ADH: antidiuretic hormone; ATP: adenosine triphosphate; cAMP: cyclic adenosine monophosphate; NaCl: sodium chloride; PKA: protein kinase A 

NaCl tablets have been administered concurrently with loop diuretics in the treatment of SIAD. The latter work by inhibiting the reabsorption of sodium and chloride in the loop of Henle, thus reducing tonicity in the interstitium and increasing the excretion of free water. Some trials recommend the use of NaCl tablets together with loop diuretics as a second-line treatment for the management of SIAD [11]. However, in doing so, they also promote the excretion of extra sodium in the urine and reduce the total sodium level in the body. Moreover, the addition of furosemide may lead to the development of hypokalaemia and renal impairment, particularly with prolonged use. In our patients, NaCl tablets were used as a single drug agent together with fluid restriction with good outcomes. Furthermore, the benefit was sustained for several weeks following discharge from the hospital in the first patient.

In patients with prolonged SIAD-induced hyponatraemia, where inappropriate renal sodium excretion had occurred for several days to weeks, it is reasonable to assume that these patients have eventually developed a reduced total body sodium state which would contribute to the slow recovery of hyponatraemia (i.e., becoming salt deficient) [12]. Therefore, a diet with high sodium content may improve this possibility; elderly patients are unlikely to tolerate such a diet while admitted with symptomatic hyponatraemia. Modified-release NaCl tablets offer high sodium delivery within a small tablet that is easy to tolerate. Furthermore, NaCl tablets in this context may promote the excretion of water by increasing osmotic diuresis and thus drive water out of the tubular cells into the renal tubules (Figure 2).

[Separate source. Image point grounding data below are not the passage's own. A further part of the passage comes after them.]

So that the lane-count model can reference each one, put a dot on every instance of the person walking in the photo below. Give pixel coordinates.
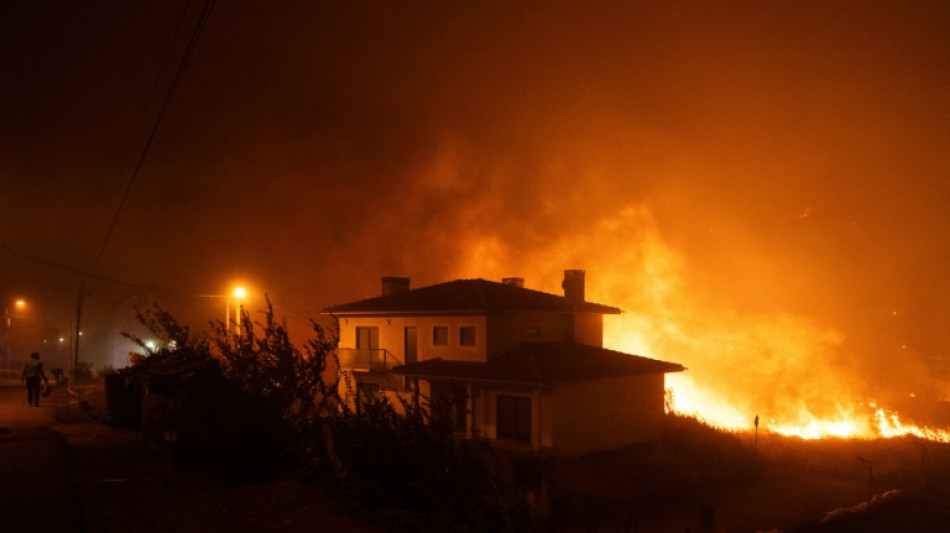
(32, 372)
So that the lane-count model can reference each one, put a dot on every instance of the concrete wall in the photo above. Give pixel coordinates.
(511, 329)
(609, 413)
(392, 335)
(589, 329)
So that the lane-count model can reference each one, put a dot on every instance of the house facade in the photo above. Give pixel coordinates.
(520, 367)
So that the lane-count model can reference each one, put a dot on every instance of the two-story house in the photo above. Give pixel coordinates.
(519, 366)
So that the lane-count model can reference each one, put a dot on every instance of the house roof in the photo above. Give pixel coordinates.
(469, 295)
(542, 363)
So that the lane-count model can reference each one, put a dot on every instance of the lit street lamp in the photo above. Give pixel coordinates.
(233, 298)
(8, 321)
(239, 293)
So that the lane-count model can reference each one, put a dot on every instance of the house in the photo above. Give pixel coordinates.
(520, 367)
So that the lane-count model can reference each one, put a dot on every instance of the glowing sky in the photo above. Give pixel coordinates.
(792, 157)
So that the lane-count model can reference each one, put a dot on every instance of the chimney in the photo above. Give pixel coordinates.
(573, 285)
(394, 285)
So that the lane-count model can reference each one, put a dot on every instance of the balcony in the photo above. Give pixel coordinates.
(375, 360)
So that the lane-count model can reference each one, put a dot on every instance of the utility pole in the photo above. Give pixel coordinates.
(82, 295)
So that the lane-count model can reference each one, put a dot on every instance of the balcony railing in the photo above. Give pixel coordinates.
(374, 360)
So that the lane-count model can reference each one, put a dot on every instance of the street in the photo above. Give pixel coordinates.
(37, 490)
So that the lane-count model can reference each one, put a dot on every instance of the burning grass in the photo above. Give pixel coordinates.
(697, 472)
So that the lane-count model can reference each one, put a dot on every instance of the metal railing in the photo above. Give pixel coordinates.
(372, 360)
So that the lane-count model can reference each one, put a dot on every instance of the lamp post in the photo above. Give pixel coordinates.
(239, 293)
(7, 322)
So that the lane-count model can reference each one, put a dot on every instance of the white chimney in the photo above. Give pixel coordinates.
(573, 285)
(395, 285)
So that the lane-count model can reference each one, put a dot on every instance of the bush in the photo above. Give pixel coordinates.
(251, 404)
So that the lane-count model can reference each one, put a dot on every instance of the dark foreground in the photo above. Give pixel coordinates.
(63, 471)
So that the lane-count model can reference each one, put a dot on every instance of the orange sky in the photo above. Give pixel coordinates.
(790, 159)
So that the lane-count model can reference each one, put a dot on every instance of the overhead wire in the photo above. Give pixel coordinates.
(186, 59)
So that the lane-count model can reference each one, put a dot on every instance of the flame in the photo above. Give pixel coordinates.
(788, 370)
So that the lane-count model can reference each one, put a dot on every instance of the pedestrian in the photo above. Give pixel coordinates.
(32, 372)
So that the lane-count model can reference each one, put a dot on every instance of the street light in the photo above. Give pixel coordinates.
(18, 304)
(239, 293)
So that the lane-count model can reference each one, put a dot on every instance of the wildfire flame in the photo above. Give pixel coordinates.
(785, 368)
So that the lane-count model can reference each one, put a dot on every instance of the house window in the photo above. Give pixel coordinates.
(467, 335)
(440, 336)
(514, 417)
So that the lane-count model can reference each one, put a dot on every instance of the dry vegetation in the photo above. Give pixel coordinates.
(694, 474)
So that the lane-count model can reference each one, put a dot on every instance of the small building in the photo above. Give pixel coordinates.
(523, 368)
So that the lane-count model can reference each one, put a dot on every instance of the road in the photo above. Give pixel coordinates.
(37, 489)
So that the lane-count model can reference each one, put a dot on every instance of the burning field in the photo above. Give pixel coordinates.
(761, 370)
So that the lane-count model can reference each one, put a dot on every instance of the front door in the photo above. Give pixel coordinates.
(411, 345)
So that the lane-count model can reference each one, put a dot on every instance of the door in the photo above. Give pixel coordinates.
(411, 345)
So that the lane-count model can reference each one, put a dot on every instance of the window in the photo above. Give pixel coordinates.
(440, 335)
(367, 338)
(467, 335)
(514, 417)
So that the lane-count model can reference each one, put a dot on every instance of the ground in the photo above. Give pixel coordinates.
(129, 486)
(696, 478)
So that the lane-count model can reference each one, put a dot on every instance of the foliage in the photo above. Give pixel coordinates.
(251, 403)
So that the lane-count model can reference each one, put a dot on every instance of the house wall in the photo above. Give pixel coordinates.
(589, 329)
(608, 413)
(392, 335)
(511, 329)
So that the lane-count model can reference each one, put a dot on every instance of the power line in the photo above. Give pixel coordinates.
(76, 270)
(199, 27)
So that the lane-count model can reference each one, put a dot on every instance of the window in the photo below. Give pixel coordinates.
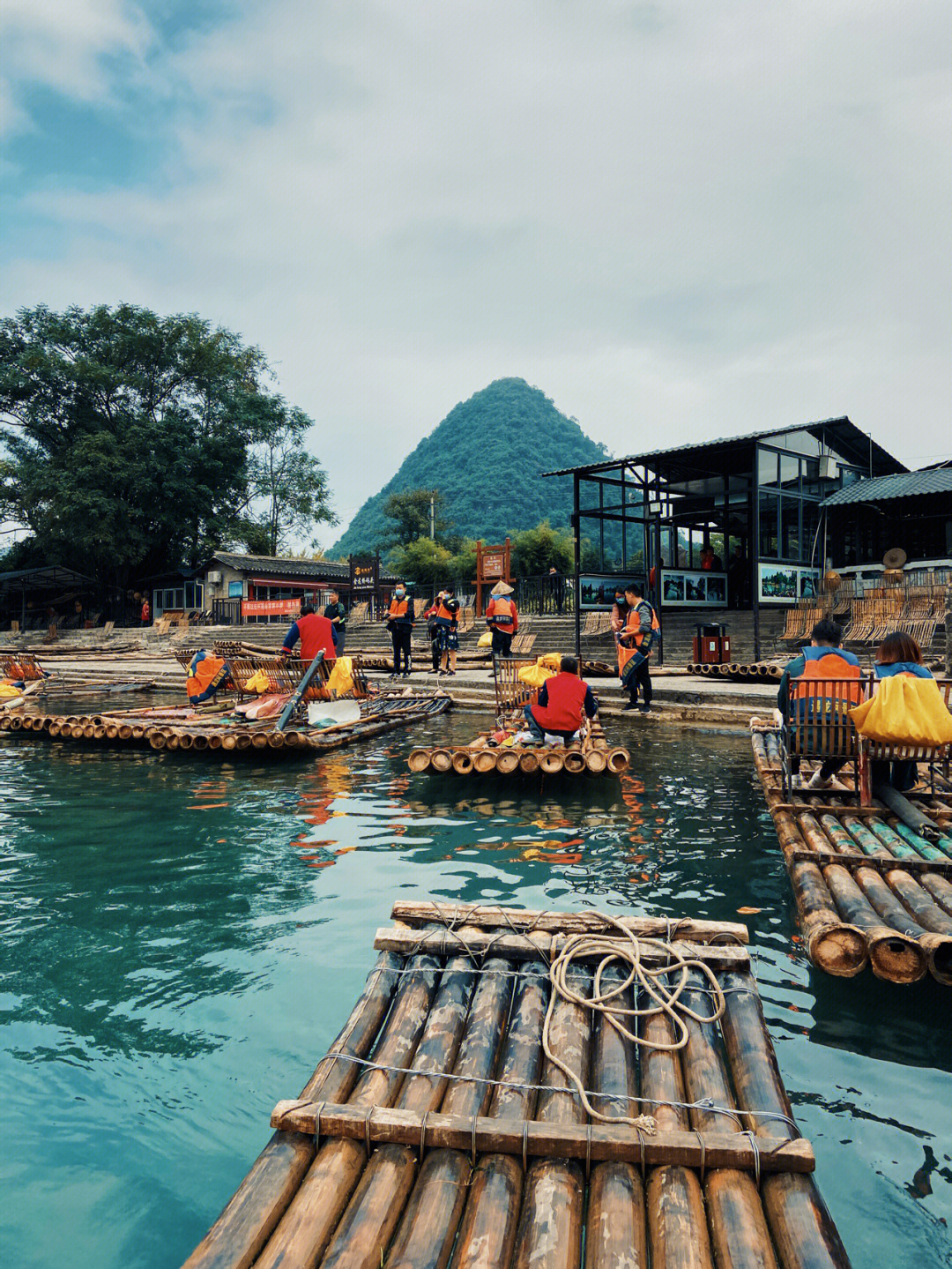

The association between higher NaCl intake and hypertension has been widely reported with links to worse cardiovascular outcomes. Therefore, it is advised that NaCl tablets should only be used temporarily in refractory SIAD to facilitate discharge from the hospital until the underlying cause for SIAD is fully elucidated in an outpatient setting and a safe management plan is developed.

Conclusions

Hyponatraemia remains the most common electrolyte imbalance. It is particularly problematic in hospitalised elderly patients where it is associated with increased morbidity and mortality and, therefore, should not be ignored. While SIAD remains the most common cause of hyponatraemia in the elderly, accurate and prompt identification of the cause is essential in the management process. Strict and closely supervised FR is the first-line therapy in hyponatraemia caused by SIAD. FR refractory SIAD results in prolongation of hospital stay and should prompt the use of pharmacological agents, with careful supervision. The temporary use of oral NaCl tablets, in addition to FR, is a safe option in the treatment of refractory SIAD in the elderly in whom a degree of solute depletion is suspected.